Italian writer (1906–2001)

Graziella "Lalla" Romano (11 November 1906 in Demonte - 26 June 2001 in Milan) was an Italian novelist, poet, artist and journalist.

== Life and work ==
Romano was born as Graziella Romano in Demonte in 1906 from a noteworthy Piedmontese family. Her great-uncle was the mathematician and glottologist Giuseppe Peano. Romano was originally interested in painting. She attended the University of Turin where she studied with art historian Lionello Venturi before Cesare Pavese piqued her interest in writing. She graduated with a degree in literature and then worked as a librarian and teacher. In those years she started dating Giovanni Ermiglia, a philosophy student from Sanremo, and wrote several poems dedicated to him which have been later collected together with other previous unpublished texts in Poesie per Giovanni (2007). During World War II she joined with the Resistance. After the war, she became noted for writings that drew on personal and family experiences.

==Legacy==
Romano continued to paint throughout her life. In 2009, a retrospective of her paintings was held in Aosta. Her former house in Milan has been converted into a museum to preserve her work.
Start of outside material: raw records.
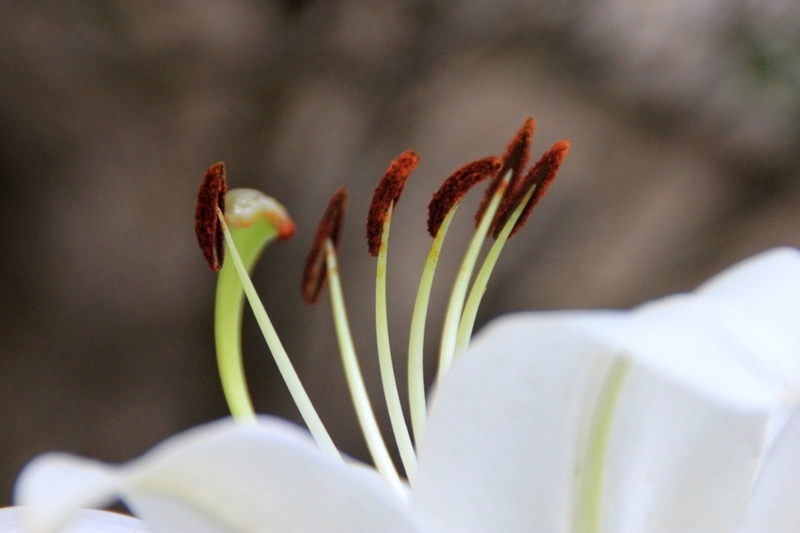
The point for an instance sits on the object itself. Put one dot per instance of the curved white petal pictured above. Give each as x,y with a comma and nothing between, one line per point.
228,477
15,520
505,448
505,428
508,439
775,503
677,462
735,339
== Partial bibliography ==

=== Novels ===

- Le metamorfosi, Turin, 1951;
- Maria, Turin, 1953;
- Tetto Murato, Turin, 1957; translated by Brian Robert Moore as A Silence Shared, 2023 (Runner-up for the 2024 John Florio Prize, shortlisted for the 2023 Warwick Prize for Women in Translation, and winner of the PEN Grant for the English Translation of Italian Literature)
- Diario di Grecia, Padua, 1960;
- L'uomo che parlava solo, Turin, 1961;
- La penombra che abbiamo attraversato, Turin, 1964;
- Le parole tra noi leggere, Turin, 1969; (winner of the Strega Prize)
- L'ospite, Turin, 1973;
- Una giovinezza inventata, Turin, 1979;
- Inseparabile, Turin, 1981;
- Nei mari estremi, Turin, 1987; translated by Brian Robert Moore as In Farthest Seas, 2025
- Un sogno del Nord, Turin, 1989.

=== Poetry ===
- Fiore, Turin, 1941;
- L'autunno, Milan, 1955;
- Giovane è il tempo, Turin, 1974.
- Poesie per Giovanni, Ventimiglia, 2007.